Dexamethasone is widely used to treat
preterm labor and related diseases. However, prenatal
dexamethasone treatment (
PDT) can cause multiorgan developmental toxicities in offspring. Our previous study found that the occurrence of fetal-originated diseases was associated with adrenal developmental programming alterations in offspring. Here, we investigated the effects of
PDT on adrenal function in offspring and its intrauterine programming mechanism. A rat model of
PDT was established to observe the alterations of adrenal steroidogenesis in offspring. Furthermore, we confirmed the sex differences of adrenal steroidogenesis and its molecular mechanism combined with in vivo and in vitro experiments.

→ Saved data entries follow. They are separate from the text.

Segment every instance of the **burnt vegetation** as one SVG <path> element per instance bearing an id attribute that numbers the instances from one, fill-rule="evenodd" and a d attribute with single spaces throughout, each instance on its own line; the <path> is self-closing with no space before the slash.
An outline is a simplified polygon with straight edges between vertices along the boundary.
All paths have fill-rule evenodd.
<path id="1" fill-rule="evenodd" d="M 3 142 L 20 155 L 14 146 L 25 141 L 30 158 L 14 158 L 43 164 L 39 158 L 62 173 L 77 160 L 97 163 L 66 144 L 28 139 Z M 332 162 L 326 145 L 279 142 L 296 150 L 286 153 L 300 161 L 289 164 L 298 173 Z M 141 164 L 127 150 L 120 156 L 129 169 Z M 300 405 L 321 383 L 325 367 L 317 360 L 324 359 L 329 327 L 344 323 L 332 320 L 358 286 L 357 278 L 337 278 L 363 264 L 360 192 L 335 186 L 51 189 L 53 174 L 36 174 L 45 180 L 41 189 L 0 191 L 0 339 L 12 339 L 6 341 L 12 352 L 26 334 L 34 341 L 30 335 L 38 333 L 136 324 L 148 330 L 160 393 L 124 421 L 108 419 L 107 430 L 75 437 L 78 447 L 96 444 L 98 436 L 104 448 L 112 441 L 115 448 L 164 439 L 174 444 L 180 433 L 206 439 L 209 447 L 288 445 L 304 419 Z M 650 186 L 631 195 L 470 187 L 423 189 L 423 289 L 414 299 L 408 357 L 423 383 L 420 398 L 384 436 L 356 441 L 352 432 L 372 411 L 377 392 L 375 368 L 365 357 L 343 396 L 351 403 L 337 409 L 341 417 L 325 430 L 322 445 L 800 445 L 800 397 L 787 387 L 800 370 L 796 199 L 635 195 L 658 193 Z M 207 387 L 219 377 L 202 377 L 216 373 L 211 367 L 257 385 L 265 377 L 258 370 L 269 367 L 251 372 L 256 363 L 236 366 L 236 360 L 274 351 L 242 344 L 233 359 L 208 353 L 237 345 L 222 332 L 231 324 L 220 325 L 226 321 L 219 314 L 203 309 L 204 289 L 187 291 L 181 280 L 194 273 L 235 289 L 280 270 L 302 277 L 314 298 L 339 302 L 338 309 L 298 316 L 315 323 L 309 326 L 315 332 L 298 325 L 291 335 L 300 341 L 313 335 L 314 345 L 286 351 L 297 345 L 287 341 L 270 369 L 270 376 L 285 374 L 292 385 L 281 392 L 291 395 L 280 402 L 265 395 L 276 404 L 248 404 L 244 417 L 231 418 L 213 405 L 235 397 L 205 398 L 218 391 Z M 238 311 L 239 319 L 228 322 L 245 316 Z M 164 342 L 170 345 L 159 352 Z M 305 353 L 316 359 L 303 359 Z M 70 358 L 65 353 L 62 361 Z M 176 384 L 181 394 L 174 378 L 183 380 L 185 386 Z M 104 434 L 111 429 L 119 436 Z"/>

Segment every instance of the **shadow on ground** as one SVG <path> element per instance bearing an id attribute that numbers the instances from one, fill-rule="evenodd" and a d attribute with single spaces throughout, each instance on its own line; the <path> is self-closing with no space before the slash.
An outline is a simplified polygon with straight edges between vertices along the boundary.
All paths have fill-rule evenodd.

PDT caused a decrease in adrenal steroidogenic function in fetal rats, but it was decreased in males and increased in females after birth. Meanwhile, the adrenal H3K14ac level and expression of 11β-hydroxysteroid
dehydrogenase 2 (11β-HSD2) in
PDT offspring were decreased in males and increased in females, suggesting that 11β-HSD2 might mediate sex differences in adrenal function. We further confirmed that
dexamethasone inhibited the H3K14ac level and expression of 11β-HSD2 through the GR/SP1/p300 pathway. After bilateral testectomy or
ovariectomy of adult
PDT offspring rats, adrenal 11β-HSD2 expression and steroidogenic function were both reduced. Using rat primary fetal adrenal cells, the differential expression of AR and ERβ was proven to be involved in regulating the sex difference in 11β-HSD2 expression. This study demonstrated the sex difference in adrenal steroidogenic function of
PDT offspring after birth and elucidated a
sex hormone receptor-dependent epigenetically regulating mechanism for adrenal 11β-HSD2 programming alteration.